Pediatric classical celiac disease: Pediatric classical celiac disease is the pediatric equivalent of classical celiac disease. These children are often characterized by failure to thrive, diarrhea, muscle wasting, poor appetite and abdominal distension. Many children with classical celiac disease and malabsorption also show signs of emotional distress (‘change of mood’) and lethargy.
Subclinical celiac disease: Subclinical celiac disease is below the threshold of clinical detection.
Symptomatic celiac disease: Symptomatic celiac disease is characterized by clinically evident gastrointestinal and/or extraintestinal symptoms attributable to gluten intake. The clinical manifestations of celiac disease vary from none (asymptomatic celiac disease) to a wide spectrum of symptoms which may include: ataxia, depression, migraine headaches, short stature (in children), diarrhea, infertility, constipation, iron-deficiency anemia, fatigue, joint pain, canker sores in the mouth, or seizures.
Potential celiac disease : Potential celiac disease relates to people with a normal small intestinal mucosa who are at increased risk of developing celiac disease as indicated by positive celiac disease serology. (Read more about the biopsy process to confirm a celiac disease diagnosis: Endoscopy)
*Beyond Celiac has elected to use these terms. They are not part of the glossary created by the Gluten-Related Disorders Collaborative.
Old Celiac Disease Terms
The following terms used to be used when talking about gluten-related disorders, but the celiac disease experts mentioned above recommended that these terms stop being used. The Gluten-Related Disorders Collaborative is working to retire these terms:
Atypical celiac disease: Atypical celiac disease can only be used in reference to typical celiac disease (see below).
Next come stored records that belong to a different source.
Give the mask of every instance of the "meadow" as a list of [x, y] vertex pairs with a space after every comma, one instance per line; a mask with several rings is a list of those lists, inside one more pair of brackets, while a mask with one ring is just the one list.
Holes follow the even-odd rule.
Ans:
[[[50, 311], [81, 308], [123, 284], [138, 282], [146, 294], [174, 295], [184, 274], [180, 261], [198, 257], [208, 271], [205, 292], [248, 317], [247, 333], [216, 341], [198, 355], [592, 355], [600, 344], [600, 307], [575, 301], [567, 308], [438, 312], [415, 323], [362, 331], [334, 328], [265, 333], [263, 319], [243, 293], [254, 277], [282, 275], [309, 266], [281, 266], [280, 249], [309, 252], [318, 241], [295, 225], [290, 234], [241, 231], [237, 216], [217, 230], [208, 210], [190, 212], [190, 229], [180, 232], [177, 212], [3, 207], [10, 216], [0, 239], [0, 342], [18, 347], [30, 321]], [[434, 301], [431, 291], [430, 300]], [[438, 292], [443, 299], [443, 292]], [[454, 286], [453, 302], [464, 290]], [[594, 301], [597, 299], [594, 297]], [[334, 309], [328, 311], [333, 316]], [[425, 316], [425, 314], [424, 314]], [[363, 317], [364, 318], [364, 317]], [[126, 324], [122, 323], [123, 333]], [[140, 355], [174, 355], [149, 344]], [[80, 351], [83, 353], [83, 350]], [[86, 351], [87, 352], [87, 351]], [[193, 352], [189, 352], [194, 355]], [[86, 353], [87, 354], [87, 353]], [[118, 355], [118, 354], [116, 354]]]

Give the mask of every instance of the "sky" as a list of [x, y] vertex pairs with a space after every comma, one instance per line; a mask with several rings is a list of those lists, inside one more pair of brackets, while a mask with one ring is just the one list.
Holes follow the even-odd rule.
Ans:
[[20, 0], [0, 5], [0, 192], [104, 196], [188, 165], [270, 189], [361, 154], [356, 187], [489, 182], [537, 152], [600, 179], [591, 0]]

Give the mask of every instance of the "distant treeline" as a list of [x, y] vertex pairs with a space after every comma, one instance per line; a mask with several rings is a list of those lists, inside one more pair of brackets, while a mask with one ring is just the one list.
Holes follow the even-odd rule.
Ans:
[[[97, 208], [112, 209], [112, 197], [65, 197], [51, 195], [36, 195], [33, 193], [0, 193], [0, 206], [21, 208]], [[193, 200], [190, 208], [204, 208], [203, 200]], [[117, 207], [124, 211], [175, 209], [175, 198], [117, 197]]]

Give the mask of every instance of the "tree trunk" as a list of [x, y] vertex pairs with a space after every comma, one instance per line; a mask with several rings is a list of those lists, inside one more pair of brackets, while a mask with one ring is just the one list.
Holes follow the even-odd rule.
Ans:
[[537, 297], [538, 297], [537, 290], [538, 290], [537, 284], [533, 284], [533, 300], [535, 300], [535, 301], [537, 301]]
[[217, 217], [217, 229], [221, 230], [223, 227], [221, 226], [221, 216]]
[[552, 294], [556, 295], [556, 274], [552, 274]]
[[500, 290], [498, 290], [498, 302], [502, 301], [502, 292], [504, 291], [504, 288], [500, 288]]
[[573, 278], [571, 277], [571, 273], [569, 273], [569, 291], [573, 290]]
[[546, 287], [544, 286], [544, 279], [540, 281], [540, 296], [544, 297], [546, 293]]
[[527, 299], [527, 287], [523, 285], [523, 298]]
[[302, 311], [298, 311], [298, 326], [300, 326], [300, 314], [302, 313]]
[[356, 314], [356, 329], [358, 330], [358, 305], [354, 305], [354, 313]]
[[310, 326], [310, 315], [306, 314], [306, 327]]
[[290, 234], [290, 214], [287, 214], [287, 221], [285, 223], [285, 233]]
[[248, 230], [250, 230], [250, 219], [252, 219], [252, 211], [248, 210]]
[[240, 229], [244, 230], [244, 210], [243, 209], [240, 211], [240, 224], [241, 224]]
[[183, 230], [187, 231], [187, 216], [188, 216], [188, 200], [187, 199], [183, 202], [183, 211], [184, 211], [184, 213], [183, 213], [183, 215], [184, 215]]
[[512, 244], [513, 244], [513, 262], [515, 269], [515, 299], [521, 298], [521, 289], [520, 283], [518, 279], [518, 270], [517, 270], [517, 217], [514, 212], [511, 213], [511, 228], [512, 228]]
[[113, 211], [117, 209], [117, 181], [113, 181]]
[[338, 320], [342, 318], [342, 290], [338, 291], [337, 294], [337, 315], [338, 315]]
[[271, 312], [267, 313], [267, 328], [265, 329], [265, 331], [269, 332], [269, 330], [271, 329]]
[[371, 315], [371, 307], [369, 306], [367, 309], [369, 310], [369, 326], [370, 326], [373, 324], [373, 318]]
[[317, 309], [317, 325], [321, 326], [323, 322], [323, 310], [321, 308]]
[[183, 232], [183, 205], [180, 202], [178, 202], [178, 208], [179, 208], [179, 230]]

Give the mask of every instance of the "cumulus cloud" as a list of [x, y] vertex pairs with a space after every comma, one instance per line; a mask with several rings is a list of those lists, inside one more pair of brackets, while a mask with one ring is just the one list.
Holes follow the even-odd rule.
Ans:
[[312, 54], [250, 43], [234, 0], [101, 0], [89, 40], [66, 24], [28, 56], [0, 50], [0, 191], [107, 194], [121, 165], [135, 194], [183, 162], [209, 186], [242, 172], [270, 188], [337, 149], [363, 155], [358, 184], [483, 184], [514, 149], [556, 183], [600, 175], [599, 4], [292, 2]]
Gluten intolerance: The term gluten intolerance should not be used; gluten-related disorders be used instead.
Silent celiac disease: Silent celiac disease is equivalent to asymptomatic celiac disease; the latter term is recommended.
Typical celiac disease: “Typical” implies that the clinical presentation of celiac disease is consistent when in fact it has changed over time, with symptoms once thought atypical now more common.